Carnatic vocalist TM Krishna gets the Magsaysay Award for breaking social barriers with his music
With the increasing popularity of Western music, the classical and folk genres in Indian music have found their appeal on the wane. Call Carnatic vocalist TM Krishna a lone ranger, but his efforts to take the classical music form to the masses has had a revolutionary ancillary effect—that of breaking caste and class barriers. TMK—as the 40-year-old performer, social activist, author and teacher is popularly known—organises charity concerts and has also launched a programme to teach music to slum children in Chennai. He also conducts workshops to teach Carnatic music to those interested. Doing all this, he has rescued Carnatic from the elite.

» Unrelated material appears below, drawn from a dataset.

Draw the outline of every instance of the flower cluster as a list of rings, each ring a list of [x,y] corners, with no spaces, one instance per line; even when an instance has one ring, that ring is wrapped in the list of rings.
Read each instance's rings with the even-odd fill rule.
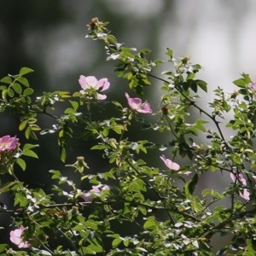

Bagging the Magsaysay honour this year, TMK joins a long list of Indians whose contributions to society have been recognised with the award named after the former president of the Philippines, Ramon Magsaysay. TMK is the third Indian musician, after sitar-maestro Ravi Shankar and Carnatic legend MS Subbulakshmi, to be conferred the award. To say that he is solely a Carnatic vocalist would be wrong as puritans think of him as the bete noire of Carnatic music—he constantly breaks with tradition in the way concerts are conducted. TMK has challenged caste structures by giving Carnatic music—so far a preserve of the caste elites of Southern India—a larger audience. His efforts have led to a simplification of the musical form for the masses by emphasising that the listener need not always be technically proficient and know the ragas, but be affected by the music at an emotive level, to appreciate it.